The incidence of postoperative sore throat (POST) following intubation is not well defined in the pediatric population. The etiology is multifactorial and includes impairment of subglottic mucosal perfusion and edema as a result of the pressures exerted by cuffed or uncuffed tubes.

Aim:

To determine the incidence of, and risk factors for, POST in intubated children undergoing elective day-case surgery.

Methods:

Five hundred patients aged 3–16 years were studied prospectively. Endotracheal tube (ETT) choice (cuffed or uncuffed) was left to the anesthetist. The cuff was inflated either until loss of audible leak or to a determined pressure using a cuff manometer. The research team then measured the cuff pressure (CP).

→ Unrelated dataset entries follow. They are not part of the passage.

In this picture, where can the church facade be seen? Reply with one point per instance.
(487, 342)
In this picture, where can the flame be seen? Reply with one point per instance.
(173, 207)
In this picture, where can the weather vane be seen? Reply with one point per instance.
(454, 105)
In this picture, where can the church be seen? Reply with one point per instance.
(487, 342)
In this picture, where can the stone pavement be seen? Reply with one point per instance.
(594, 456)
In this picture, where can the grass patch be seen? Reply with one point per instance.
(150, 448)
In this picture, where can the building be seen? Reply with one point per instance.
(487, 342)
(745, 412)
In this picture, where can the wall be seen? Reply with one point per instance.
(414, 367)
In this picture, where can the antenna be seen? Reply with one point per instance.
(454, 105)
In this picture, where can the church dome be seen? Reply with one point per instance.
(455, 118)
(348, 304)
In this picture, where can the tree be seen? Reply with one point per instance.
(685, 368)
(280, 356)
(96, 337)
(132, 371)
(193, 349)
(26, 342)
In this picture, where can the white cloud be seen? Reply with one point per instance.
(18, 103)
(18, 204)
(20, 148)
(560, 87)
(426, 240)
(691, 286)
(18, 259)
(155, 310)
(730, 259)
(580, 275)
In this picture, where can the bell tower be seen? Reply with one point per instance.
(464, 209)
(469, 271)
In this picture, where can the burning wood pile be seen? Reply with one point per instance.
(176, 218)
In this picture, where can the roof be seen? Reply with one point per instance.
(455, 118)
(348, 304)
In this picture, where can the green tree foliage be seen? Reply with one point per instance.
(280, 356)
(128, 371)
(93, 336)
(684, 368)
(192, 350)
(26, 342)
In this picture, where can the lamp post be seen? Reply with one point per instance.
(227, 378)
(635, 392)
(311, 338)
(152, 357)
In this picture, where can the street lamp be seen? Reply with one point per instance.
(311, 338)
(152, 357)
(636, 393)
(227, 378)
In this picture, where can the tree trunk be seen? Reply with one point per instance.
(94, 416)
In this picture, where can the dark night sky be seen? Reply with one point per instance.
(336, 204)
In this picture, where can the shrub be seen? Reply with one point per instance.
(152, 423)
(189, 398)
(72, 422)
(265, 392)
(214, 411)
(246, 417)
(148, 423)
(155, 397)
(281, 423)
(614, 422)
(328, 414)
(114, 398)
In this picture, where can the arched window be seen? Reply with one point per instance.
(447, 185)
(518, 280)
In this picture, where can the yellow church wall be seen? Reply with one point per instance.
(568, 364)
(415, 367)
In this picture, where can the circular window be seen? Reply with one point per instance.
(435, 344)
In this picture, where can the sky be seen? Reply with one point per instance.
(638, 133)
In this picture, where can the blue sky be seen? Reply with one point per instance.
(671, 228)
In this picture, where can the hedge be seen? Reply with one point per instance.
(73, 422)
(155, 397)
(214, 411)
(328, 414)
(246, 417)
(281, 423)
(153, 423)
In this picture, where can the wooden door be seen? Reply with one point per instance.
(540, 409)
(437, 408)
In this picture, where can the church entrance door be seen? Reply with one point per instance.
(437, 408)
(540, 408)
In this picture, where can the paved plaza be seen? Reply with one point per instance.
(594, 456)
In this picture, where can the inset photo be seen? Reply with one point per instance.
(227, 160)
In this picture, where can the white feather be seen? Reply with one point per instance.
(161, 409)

POST incidence and intensity was determined by interviewing patients prior to discharge from the same day procedure unit. Chi-square testing and stepwise logistic regression were used to determine the predictors of POST.

Results:

Of the 111 (22%) children developed a sore throat, 19 (3.8%) a sore neck, and 5 (1%) a sore jaw. 19% of patients with cuffed ETTs complained of sore throat compared with 37% of those intubated with an uncuffed ETT. The incidence of POST increased with CP; 0–10% at 0 cmH2O, 4% at 11–20 cmH2O, 20% at 21–30 cmH2O, 68% at CP 31–40 cmH2O, and 96% at CP >40 cmH2O. The ETT CP and use of uncuffed ETTs were univariate predictors of POST.

Conclusions:

Children intubated with uncuffed ETTs are more likely to have POST. ETT CP is positively correlated with the incidence of POST. When using cuffed ETTs, CP should be routinely measured intraoperatively.